13. The image recognition device of claim 11, wherein when the partial feature vectors are defined as an object classification, the corresponding weight is positively adjusted in accordance with change of the two distances; when the partial feature vectors are defined as an attribute, the corresponding weight is inversely adjusted in accordance with change of the two distances.

14. The image recognition device of claim 13, wherein feature recognition of the object classification is varied in accordance with deformation of the two target objects, the attribute has an anti-deformation property in the two target objects and is adapted to maintain the feature recognition when the two target objects are deformed in the two continuous images.

15. The image recognition device of claim 11, wherein the operation processor is adapted to further receive the image stream from the image receiver so as to set the reference point in each of the two continuous images of the image stream.

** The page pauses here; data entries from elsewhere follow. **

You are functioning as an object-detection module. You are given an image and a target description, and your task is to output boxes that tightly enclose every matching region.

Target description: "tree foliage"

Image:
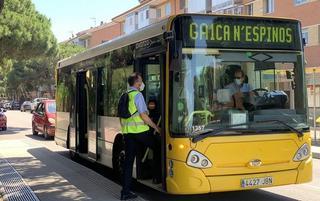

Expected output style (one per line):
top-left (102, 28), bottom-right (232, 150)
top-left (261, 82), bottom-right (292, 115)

top-left (0, 0), bottom-right (85, 99)
top-left (0, 0), bottom-right (57, 60)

16. The image recognition device of claim 11, wherein the operation processor is adapted to further analyze a first feature vector and a second feature vector of a previous target object in a previous image of the two continuous images, and analyze a third feature vector corresponding to the first feature vector and a fourth feature vector corresponding to the second feature vector of a subsequent target object in a subsequent image of the two continuous images.

17. The image recognition device of claim 16, wherein the operation processor is adapted to further acquire a first weight relevant to the first feature vector and the third feature vector and a second weight relevant to the second feature vector and the fourth feature vector in accordance with the two distances.

18. The image recognition device of claim 17, wherein the operation processor is adapted to further utilize the first weight and the second weight to respectively adjust reliability of the first feature vector and the third feature vector and reliability of the second feature vector and the fourth feature vector in opposite trends.

19. The image recognition device of claim 11, wherein the operation processor acquires the similarity by dividing a product of the partial feature vectors and the corresponding weight by a product of absolute values of the partial feature vectors.

20. The image recognition device of claim 11, wherein the operation processor acquires the similarity by cosine distance of measuring included angles between the plurality of feature vectors, or by Pearson similarity computation of normalizing cosine of the included angles between the plurality of feature vectors.